Pourquoi un couvre-feu ?

La décision d’Emmanuel Macron de soumettre 20 millions de personnes à un couvre-feu a suscité de nombreuses protestations. Le refus de toute dérogation, notamment pour la vie culturelle et la restauration les a amplifiées. Et pour cause : leur incohérence est flagrante.

Une situation hors de contrôle

Le moins que l’on puisse dire est que ce gouvernement n’est pas plus préparé à affronter la deuxième vague de l’épidémie qu’il l’a été pour la première vague. Les masques ne sont toujours pas mis à disposition gratuitement. On ne sait toujours pas quels sont les modes de transmission du virus, une étude vient seulement d’être lancée par l’Institut Pasteur… Les suppressions de lits, y compris de lits de réanimation dans les hôpitaux ont continué de plus belle. Les soignants ont dû une nouvelle fois manifester leur mécontentement pour que la revalorisation de leurs salaires prévue par « le Ségur » pour mars 2021, soit avancée à la fin de l’année.

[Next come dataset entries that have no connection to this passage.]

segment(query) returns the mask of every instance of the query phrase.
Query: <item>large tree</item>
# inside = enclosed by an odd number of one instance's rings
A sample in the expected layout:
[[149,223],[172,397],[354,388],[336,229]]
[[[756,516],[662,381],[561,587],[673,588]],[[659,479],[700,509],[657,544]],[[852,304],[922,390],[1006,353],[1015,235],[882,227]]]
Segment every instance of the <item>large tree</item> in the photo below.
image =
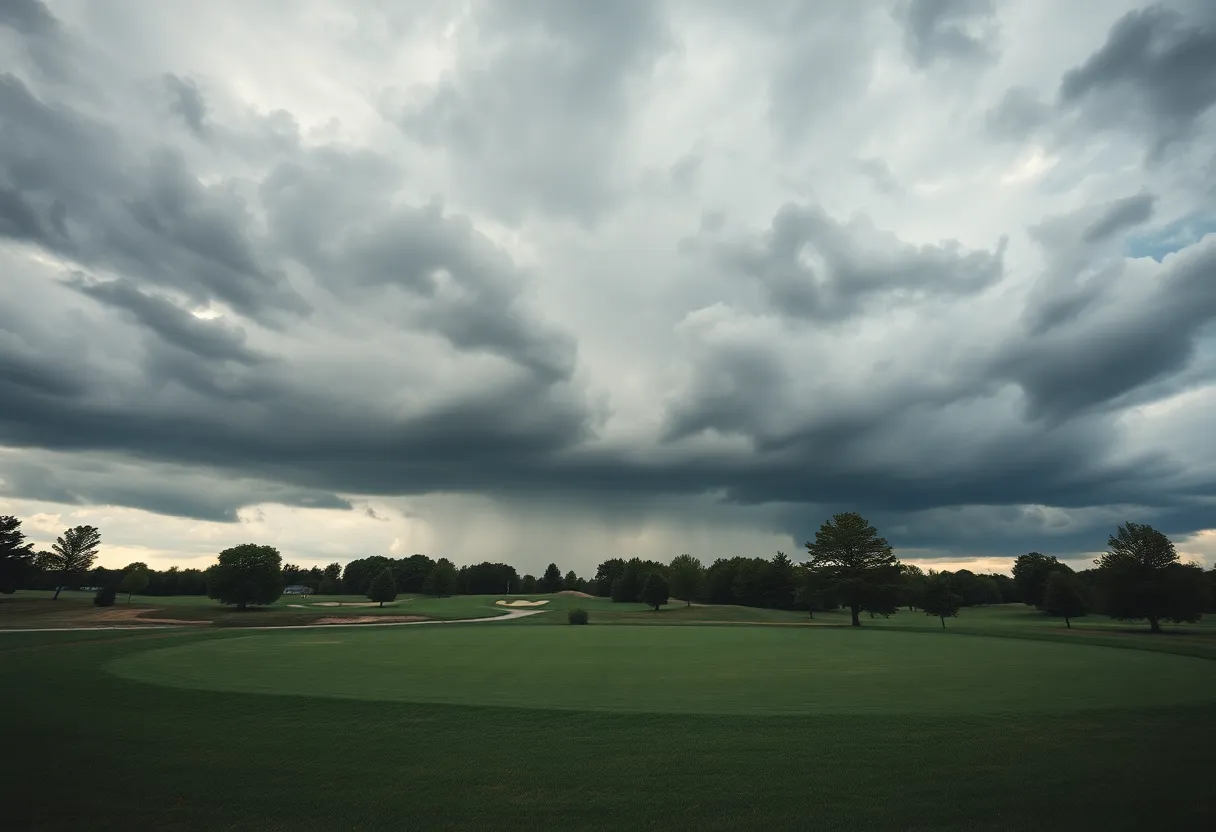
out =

Mais le mal est fait : après des démissions en cascade, une consultation réalisée auprès de 60 000 soignants par l’Ordre national des infirmiers confirme que 57 % des d’entre eux sont en « burn out », un soignant sur cinq n’a pas pris de vacances depuis mars et certains pourraient même en être privés, 40 % des personnels soignants veulent changer de métier.

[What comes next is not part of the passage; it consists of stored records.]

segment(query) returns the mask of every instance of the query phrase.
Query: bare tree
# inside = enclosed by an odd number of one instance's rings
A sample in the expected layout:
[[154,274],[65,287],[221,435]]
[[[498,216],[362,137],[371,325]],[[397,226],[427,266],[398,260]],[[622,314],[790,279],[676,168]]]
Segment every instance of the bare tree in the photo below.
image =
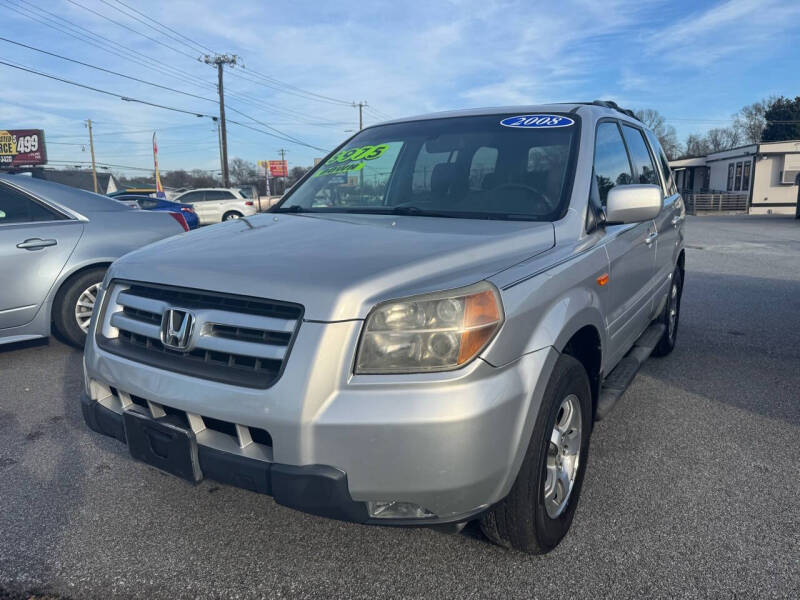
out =
[[636,118],[644,123],[647,128],[656,134],[667,158],[673,159],[680,154],[678,134],[672,125],[667,125],[664,117],[653,108],[643,108],[635,112]]
[[236,157],[230,165],[231,181],[236,185],[253,184],[258,180],[255,163]]
[[694,156],[705,156],[711,152],[711,146],[705,136],[698,133],[690,133],[686,138],[686,149],[683,158]]
[[767,126],[765,113],[777,99],[777,96],[770,96],[758,102],[753,102],[752,104],[743,106],[742,109],[733,116],[733,127],[739,132],[745,144],[757,144],[761,141],[764,128]]
[[738,146],[742,138],[735,127],[715,127],[708,130],[705,139],[709,152],[722,152]]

Incohérences à tous les étages

Face aux résultats prévisibles de leur inconséquence Emmanuel Macron et son gouvernement prennent peur et tentent de nous la communiquer. Ils créent un climat particulièrement anxiogène dans le pays, culpabilisent les individus et les familles et justifient ainsi des sanctions financières drastiques. Le président décide seul et apparemment contre l’avis des scientifiques eux-mêmes un couvre-feu et des modalités qui défient le bon sens !

Les chiffres du ministère de la Santé indiquent eux-mêmes que les foyers de contamination se situent surtout dans les entreprises, les EHPAD  et en milieu scolaire et universitaire, sachant qu’aucune étude sérieuse n’a été faite sur l’impact des transports en commun. On peut comprendre qu’il faille préserver l’activité économique et l’enseignement. Mais quelles mesures sont prises pour protéger les salariés, les collégiens et les étudiants ? Et fallait-il mettre en péril les cafés, la restauration et les entreprises du spectacle qui respectent scrupuleusement les règles sanitaires et chez qui on observe un faible taux de contamination ?

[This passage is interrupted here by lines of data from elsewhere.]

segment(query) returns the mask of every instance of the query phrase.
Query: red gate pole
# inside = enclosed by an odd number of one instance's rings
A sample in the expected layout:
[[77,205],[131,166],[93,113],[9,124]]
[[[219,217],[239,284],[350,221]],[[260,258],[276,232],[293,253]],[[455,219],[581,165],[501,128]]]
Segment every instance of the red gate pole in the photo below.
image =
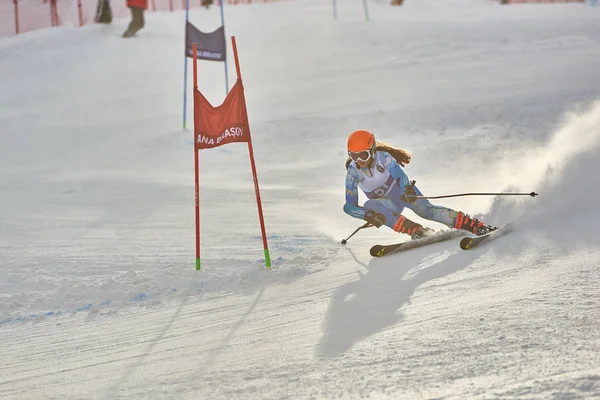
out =
[[[196,92],[198,92],[198,57],[196,43],[192,44],[194,55],[194,117],[196,116]],[[196,125],[194,121],[194,126]],[[200,271],[200,168],[198,165],[198,149],[196,149],[196,130],[194,128],[194,191],[196,208],[196,271]]]
[[[231,43],[233,45],[233,55],[235,57],[235,70],[237,77],[242,83],[242,74],[240,72],[240,62],[238,60],[237,46],[235,43],[235,36],[231,37]],[[242,83],[242,89],[244,84]],[[265,221],[262,212],[262,203],[260,201],[260,190],[258,189],[258,177],[256,175],[256,165],[254,163],[254,151],[252,150],[252,136],[250,134],[250,122],[248,121],[248,111],[246,109],[246,96],[242,96],[242,102],[244,106],[244,123],[248,127],[248,152],[250,154],[250,165],[252,166],[252,176],[254,177],[254,191],[256,192],[256,204],[258,205],[258,217],[260,219],[260,230],[262,232],[263,246],[265,250],[265,265],[267,268],[271,268],[271,257],[269,255],[269,246],[267,245],[267,232],[265,230]]]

Le feu couve dans la France d’Emmanuel Macron

Le président a conscience de l’ampleur du mécontentement dans le pays à 18 mois de l’élection présidentielle. La colère est palpable dans tous les secteurs de l’opinion. Seul le climat anxiogène que nourrit la couverture médiatique de la propagation du virus empêche cette colère de s’exprimer. L’exaspération des personnels de la santé, des salariés, obligés d’emprunter des transports en commun bondés, les suppressions d’emplois et les fermetures d’entreprises dans l’indifférence du gouvernement, qui continue cependant de verser des milliards aux grandes entreprises sans contreparties, la publication des chiffres records de bénéfices de certaines d’entre elles durant la pandémie, l’incohérence des mesures sanitaires ont fait chuter à 30 % la confiance dans le gouvernement.

Après une tentative de détourner les regards de sa gestion par une dissertation sur l’islamisme, la seule réponse  que le président s’avère capable de prendre c’est le couvre-feu. Mesure qui va perturber gravement la vie de la population en la privant des rares moments de détente qui subsistaient. Elle lui permet de rendre les Français responsables de la propagation du virus, d’étouffer toute contestation possible de sa politique passée et présente et de donner le sentiment de réagir avec autorité à la crise sanitaire et économique.

Les retraités, comme les jeunes quoiqu’on en dise, respecteront les mesures sanitaires mais ils ne se résigneront pas aux menaces qui pèsent sur leur pouvoir d’achat.

Le 17 novembre, à l’appel de sept organisations de retraités, ils manifesteront sous diverses formes leur opposition à toute nouvelle atteinte à leurs conditions de vie.